I published a few more numbers after talking to Stack, Elliott, and Todd
(thanks guys). It's the same link BTW.
First, it's interesting that the block cache is slower than direct access
without CRC to the OS buffer. One thing is that the latter still stores the
meta blocks in the BC, so you're still hitting it. So I ran a "pure" OS
buffer + SRC + no CRC test, so the BC is completely disabled, and, well,
turns out that it's slower than the pure BC test. Interesting!
Second, we thought that the BC might scale badly with a lot of blocks so I
tried swapping our concurrent hash map with Cliff Click's drop-in
replacement. Turns out that it is slower than the java CHM at that scale (8
threads hitting 9 machines). I did also a test with 80 threads but it was
still slower (4.2ms for Cliff Click VS 3.8ms for Java).
Third, I ran a test with checksumming inside HBase with OS buffer + SCR and
disabled HDFS checksumming. Keep in mind that HBase uses PureCRC32 whereas
HDFS will use faster native SSE4 calls. The result is that it was about
300us faster to checksum in HBase even if the checksumming itself is
slower.
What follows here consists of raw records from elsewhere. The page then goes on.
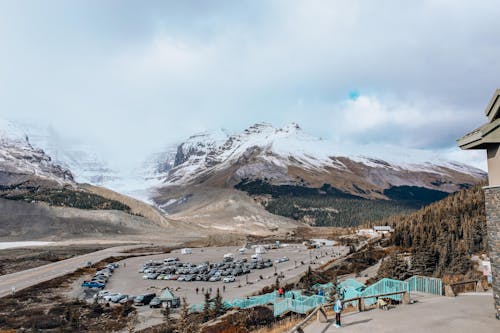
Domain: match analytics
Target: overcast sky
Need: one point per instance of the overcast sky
(130, 77)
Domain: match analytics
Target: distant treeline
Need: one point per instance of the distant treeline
(441, 236)
(63, 197)
(328, 206)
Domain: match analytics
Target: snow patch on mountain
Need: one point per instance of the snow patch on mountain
(262, 151)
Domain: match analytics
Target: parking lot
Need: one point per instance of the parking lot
(128, 280)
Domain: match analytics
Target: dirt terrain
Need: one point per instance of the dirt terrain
(19, 259)
(222, 210)
(45, 308)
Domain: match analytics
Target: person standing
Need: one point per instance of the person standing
(337, 308)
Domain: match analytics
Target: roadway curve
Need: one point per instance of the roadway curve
(24, 279)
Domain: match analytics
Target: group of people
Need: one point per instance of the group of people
(209, 290)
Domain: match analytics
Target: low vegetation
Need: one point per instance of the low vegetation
(62, 197)
(440, 237)
(18, 259)
(45, 308)
(327, 206)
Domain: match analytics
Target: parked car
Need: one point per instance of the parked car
(215, 278)
(118, 298)
(155, 302)
(126, 299)
(109, 296)
(93, 284)
(228, 279)
(144, 299)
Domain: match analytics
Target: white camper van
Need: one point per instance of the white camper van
(186, 251)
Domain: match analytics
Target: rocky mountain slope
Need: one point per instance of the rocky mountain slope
(290, 156)
(276, 164)
(39, 199)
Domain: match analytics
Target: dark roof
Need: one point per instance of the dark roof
(481, 137)
(492, 110)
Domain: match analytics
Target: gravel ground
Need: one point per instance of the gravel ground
(127, 280)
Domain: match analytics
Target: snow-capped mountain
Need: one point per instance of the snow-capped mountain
(290, 156)
(85, 164)
(21, 163)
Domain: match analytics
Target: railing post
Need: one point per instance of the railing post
(406, 297)
(361, 304)
(321, 315)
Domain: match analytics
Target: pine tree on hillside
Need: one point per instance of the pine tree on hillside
(394, 267)
(443, 235)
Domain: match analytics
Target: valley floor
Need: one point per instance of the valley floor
(464, 313)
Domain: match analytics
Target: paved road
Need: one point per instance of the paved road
(30, 277)
(464, 313)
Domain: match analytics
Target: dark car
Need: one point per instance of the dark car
(144, 299)
(155, 303)
(93, 284)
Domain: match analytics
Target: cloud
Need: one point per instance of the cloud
(135, 77)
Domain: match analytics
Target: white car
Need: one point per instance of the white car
(109, 296)
(228, 279)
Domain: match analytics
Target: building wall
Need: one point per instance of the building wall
(494, 165)
(492, 196)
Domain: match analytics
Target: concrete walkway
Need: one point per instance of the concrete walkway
(464, 313)
(30, 277)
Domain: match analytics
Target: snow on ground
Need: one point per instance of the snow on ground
(10, 245)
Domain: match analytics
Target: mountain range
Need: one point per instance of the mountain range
(222, 181)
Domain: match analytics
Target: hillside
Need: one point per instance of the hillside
(443, 235)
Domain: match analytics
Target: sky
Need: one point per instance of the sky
(130, 77)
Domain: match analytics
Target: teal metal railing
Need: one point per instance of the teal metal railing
(382, 287)
(294, 301)
(425, 284)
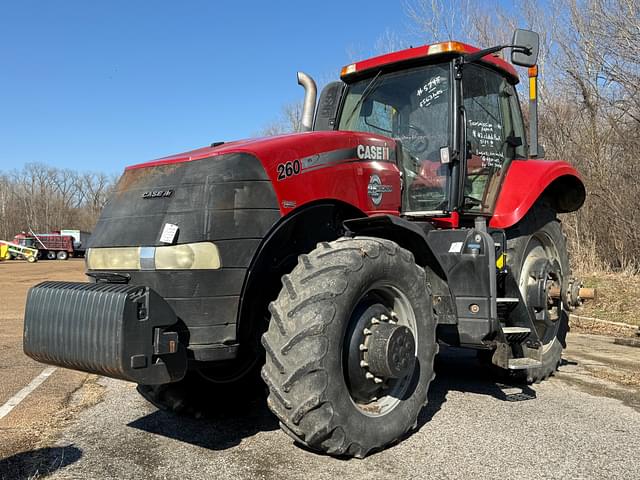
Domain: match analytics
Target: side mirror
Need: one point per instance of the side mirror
(328, 105)
(367, 108)
(526, 47)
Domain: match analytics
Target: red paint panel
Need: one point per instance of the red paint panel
(423, 51)
(523, 184)
(346, 179)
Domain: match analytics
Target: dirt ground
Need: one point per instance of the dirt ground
(616, 297)
(35, 416)
(66, 407)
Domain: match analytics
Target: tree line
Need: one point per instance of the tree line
(44, 199)
(589, 115)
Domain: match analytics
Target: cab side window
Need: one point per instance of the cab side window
(494, 134)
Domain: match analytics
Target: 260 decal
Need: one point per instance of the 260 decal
(288, 169)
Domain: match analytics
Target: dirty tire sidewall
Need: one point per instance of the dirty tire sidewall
(304, 345)
(541, 221)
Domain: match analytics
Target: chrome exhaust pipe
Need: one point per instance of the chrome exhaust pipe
(309, 105)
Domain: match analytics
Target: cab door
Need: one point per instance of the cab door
(494, 135)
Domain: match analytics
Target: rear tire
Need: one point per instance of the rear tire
(540, 234)
(322, 393)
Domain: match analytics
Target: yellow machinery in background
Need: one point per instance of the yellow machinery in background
(8, 249)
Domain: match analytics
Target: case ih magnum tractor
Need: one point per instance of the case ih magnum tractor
(331, 263)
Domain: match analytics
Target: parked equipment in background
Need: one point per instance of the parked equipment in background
(55, 245)
(9, 250)
(333, 262)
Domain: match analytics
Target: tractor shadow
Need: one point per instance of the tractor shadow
(220, 428)
(215, 428)
(459, 370)
(38, 463)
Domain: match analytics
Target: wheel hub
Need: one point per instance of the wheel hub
(390, 350)
(544, 277)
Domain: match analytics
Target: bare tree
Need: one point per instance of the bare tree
(44, 198)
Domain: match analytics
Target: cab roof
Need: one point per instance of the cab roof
(417, 53)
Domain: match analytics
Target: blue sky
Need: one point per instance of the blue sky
(94, 85)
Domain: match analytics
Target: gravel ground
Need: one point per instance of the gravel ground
(472, 428)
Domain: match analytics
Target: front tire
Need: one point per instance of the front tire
(538, 238)
(342, 305)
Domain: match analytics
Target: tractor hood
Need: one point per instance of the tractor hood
(289, 147)
(240, 189)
Less OS calls means much greater speed?
It seems to me that people running in production with a Hadoop version that
has PureCRC32 (Hadoop 1.1.x, 2.0) will benefit from using HBase checksums.
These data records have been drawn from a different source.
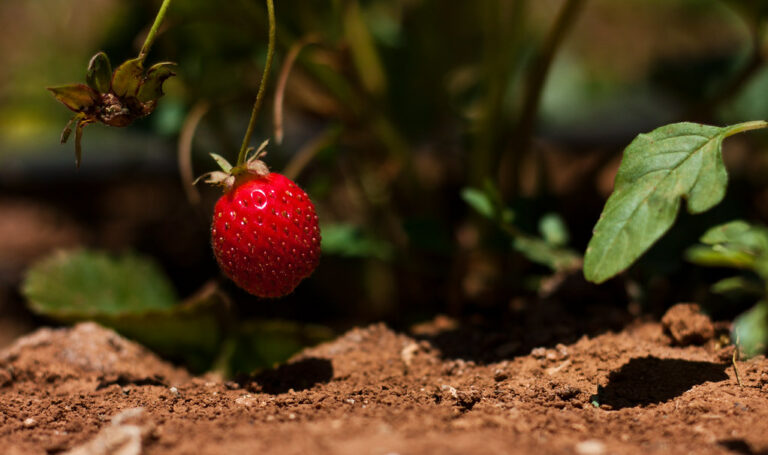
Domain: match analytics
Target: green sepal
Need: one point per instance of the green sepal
(222, 162)
(99, 75)
(127, 78)
(152, 87)
(77, 97)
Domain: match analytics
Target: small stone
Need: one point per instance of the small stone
(686, 324)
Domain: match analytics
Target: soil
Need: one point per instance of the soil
(86, 390)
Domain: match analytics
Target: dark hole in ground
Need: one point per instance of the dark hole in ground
(649, 380)
(299, 375)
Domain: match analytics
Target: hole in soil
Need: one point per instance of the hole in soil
(299, 375)
(649, 380)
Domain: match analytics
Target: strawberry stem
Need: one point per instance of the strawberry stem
(153, 31)
(262, 86)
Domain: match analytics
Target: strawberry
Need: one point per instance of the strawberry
(265, 234)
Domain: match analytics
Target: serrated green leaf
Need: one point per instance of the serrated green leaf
(99, 74)
(152, 87)
(738, 234)
(127, 78)
(750, 329)
(77, 97)
(544, 253)
(83, 284)
(130, 294)
(479, 201)
(674, 162)
(553, 229)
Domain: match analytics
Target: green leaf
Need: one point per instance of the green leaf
(544, 253)
(738, 286)
(130, 294)
(364, 52)
(719, 256)
(750, 329)
(734, 244)
(479, 201)
(350, 241)
(152, 87)
(82, 284)
(99, 74)
(77, 97)
(674, 162)
(553, 229)
(127, 78)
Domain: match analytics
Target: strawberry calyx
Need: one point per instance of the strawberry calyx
(112, 98)
(228, 176)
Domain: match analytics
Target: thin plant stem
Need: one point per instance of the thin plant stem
(153, 31)
(535, 82)
(262, 85)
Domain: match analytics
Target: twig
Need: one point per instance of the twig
(262, 85)
(535, 81)
(184, 150)
(308, 151)
(734, 359)
(282, 80)
(153, 30)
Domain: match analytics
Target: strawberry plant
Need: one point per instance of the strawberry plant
(265, 232)
(681, 161)
(115, 98)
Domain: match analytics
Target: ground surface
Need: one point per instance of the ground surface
(373, 391)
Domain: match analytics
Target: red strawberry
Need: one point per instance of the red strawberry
(265, 234)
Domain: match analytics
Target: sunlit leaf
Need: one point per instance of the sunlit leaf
(674, 162)
(81, 284)
(553, 229)
(127, 78)
(750, 329)
(77, 97)
(99, 74)
(130, 294)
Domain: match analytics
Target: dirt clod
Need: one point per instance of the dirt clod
(685, 324)
(356, 395)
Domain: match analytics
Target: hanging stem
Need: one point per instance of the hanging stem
(153, 31)
(262, 85)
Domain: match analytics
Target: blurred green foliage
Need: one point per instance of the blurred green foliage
(395, 113)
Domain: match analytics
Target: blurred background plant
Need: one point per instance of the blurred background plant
(458, 155)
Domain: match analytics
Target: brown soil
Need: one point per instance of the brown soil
(374, 391)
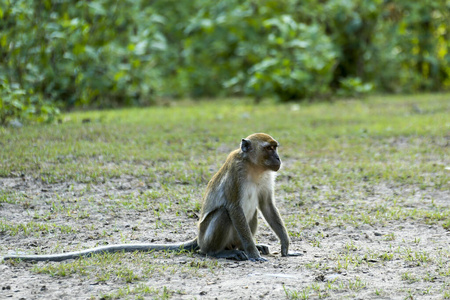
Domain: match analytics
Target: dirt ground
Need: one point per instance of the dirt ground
(399, 259)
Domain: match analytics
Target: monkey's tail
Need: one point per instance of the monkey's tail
(188, 246)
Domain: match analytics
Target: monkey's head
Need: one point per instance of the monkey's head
(261, 150)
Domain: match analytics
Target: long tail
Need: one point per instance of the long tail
(189, 246)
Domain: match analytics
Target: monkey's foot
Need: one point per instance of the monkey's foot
(294, 253)
(257, 259)
(264, 249)
(232, 254)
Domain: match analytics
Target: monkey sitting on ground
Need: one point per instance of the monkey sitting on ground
(229, 213)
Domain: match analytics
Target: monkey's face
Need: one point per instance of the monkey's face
(271, 158)
(261, 150)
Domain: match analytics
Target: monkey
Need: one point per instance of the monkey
(229, 215)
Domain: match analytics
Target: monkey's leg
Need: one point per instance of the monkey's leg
(216, 234)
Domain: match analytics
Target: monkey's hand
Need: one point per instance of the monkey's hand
(264, 249)
(292, 253)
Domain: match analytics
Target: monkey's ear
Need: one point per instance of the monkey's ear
(245, 145)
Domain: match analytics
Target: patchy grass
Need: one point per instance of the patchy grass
(364, 191)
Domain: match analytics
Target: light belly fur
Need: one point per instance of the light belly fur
(250, 200)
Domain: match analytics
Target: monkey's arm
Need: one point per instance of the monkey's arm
(272, 216)
(240, 223)
(190, 245)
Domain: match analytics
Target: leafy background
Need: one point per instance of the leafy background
(106, 53)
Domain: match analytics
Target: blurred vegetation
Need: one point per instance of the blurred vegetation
(106, 53)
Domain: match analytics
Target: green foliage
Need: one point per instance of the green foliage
(15, 104)
(106, 53)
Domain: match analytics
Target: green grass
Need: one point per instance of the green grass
(137, 174)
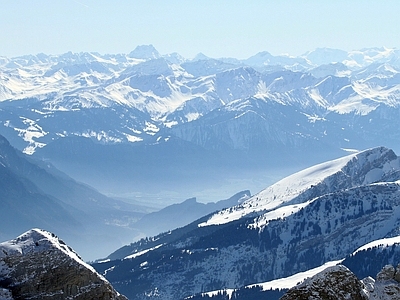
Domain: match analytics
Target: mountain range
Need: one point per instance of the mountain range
(323, 214)
(120, 122)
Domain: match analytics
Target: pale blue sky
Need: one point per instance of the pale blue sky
(218, 28)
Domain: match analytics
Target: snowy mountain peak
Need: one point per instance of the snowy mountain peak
(145, 52)
(295, 191)
(38, 265)
(34, 241)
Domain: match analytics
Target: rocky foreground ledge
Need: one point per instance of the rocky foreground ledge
(338, 282)
(38, 265)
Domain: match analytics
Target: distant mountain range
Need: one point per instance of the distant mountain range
(39, 265)
(344, 210)
(120, 122)
(36, 194)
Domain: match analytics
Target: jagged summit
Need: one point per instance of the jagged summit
(35, 241)
(372, 165)
(38, 265)
(145, 52)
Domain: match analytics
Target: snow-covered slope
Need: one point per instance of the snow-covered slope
(37, 265)
(319, 215)
(294, 192)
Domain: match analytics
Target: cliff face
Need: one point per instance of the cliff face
(336, 282)
(38, 265)
(339, 282)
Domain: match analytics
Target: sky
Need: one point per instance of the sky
(216, 28)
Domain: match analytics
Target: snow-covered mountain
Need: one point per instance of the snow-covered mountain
(324, 101)
(35, 194)
(39, 265)
(319, 215)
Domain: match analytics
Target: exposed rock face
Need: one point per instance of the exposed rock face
(334, 283)
(38, 265)
(387, 284)
(339, 282)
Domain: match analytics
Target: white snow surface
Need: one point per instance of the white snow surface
(280, 193)
(38, 240)
(282, 283)
(139, 253)
(386, 242)
(281, 196)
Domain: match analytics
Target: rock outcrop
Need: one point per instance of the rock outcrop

We also agreed that all those numbers can be improved. HBase could use the
native checksumming for example. The block cache could also be profiled.
Anyone interested in the above might want to do micro benchmarks instead of
the macro testing I did to understand what exactly needs improving.
On Wed, Apr 24, 2013 at 6:01 PM, Jean-Daniel Cryans <[EMAIL PROTECTED]>wrote:
> Hey guys,
> I did a little benchmarking to see what kind of numbers we get from the
> block cache and the OS cache. Please see:
> Hopefully it gives you some ballpark numbers for further discussion.